Menu

Public IPv6

Every VM on Metalhost gets a public, routable IPv6 address for free — it's part of the public NIC that comes with the VM. You don't opt in or pay for it; it's just there unless you explicitly make the VM private-only.

How it works

When a VM is created, one global unicast IPv6 address is reserved from the datacenter's IPv6 pool and configured on the VM's public network interface. The address is written into the guest's network config at boot, so it's live as soon as the VM is up — no DHCP wait, no manual setup inside the VM.

  • Free — there's no per-address charge for IPv6, unlike IPv4.
  • Always on — every VM gets one unless it's marked private-only.
  • Stable — the address persists across stop/start, restart, and resize. Deleting the VM releases it.
  • Routable — it's a real internet address, reachable from anywhere IPv6 reaches.

Reaching your VM over IPv6

Find the address on the VM's overview under Public IPv6 (and in the Access card). From an IPv6-capable client:

ssh user@2606:2a80:...

Note that inbound IPv6 is gated by the same firewall as IPv4 — see below. If your local network or ISP doesn't offer IPv6 connectivity, you'll need a public IPv4 to reach the VM directly.

Firewall

The public NIC is default-deny for both IPv4 and IPv6. A baseline SSH rule is seeded at create so you can get in; everything else is closed until you open it. Firewall rules accept IPv6 source CIDRs (e.g. 2001:db8::/32) just like IPv4 — a rule with an empty source applies to both families.

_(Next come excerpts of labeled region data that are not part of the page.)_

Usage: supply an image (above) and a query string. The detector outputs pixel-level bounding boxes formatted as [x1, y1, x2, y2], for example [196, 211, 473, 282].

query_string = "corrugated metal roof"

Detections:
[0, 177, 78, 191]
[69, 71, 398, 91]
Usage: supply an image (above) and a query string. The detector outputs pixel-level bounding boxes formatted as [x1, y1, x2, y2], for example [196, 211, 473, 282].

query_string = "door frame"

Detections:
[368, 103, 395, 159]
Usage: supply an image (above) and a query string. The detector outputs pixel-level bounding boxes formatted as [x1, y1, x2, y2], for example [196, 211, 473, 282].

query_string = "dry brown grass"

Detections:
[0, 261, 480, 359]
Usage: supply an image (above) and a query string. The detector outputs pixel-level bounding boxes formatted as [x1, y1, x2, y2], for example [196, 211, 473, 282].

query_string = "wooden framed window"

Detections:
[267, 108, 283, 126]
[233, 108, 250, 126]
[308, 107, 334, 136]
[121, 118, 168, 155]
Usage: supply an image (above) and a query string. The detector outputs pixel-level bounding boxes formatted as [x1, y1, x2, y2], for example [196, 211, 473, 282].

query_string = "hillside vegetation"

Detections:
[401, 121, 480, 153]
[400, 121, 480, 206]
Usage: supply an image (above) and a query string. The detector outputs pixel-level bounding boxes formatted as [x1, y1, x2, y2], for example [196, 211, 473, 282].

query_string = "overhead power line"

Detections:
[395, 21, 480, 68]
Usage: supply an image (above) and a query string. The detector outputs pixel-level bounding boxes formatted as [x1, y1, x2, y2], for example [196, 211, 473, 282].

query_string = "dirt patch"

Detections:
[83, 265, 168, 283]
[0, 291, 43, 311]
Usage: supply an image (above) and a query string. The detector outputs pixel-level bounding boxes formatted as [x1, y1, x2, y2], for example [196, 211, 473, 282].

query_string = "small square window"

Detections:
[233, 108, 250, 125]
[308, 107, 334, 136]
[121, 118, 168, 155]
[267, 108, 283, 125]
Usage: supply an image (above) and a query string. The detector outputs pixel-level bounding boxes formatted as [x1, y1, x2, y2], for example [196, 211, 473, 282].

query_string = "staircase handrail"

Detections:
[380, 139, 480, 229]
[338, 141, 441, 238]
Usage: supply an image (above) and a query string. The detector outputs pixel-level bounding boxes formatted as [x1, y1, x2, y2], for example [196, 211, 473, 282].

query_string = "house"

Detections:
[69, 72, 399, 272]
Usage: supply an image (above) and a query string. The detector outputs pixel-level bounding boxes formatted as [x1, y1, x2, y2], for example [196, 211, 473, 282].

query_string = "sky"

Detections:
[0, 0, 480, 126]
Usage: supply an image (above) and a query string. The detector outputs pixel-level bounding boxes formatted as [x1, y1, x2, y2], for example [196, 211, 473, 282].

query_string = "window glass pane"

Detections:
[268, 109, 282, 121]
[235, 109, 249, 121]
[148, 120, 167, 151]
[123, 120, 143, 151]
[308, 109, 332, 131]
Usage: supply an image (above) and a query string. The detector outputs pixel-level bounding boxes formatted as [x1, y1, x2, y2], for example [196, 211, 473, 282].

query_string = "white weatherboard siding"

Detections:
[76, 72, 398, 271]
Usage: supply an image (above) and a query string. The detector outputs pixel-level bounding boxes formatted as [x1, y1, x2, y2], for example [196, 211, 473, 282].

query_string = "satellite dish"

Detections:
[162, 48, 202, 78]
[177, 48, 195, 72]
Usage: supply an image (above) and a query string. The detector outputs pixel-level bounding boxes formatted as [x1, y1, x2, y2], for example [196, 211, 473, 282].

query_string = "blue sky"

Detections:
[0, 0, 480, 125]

Opting out: private-only VMs

If you want a VM with no internet exposure at all, toggle Private only at create time. That VM gets no public NIC — no IPv6 and no IPv4 — and is reachable only inside your project's VPC. Outbound internet still works through NAT, so it can pull packages and updates. This is a create-time choice; you can't remove the public NIC from an existing VM.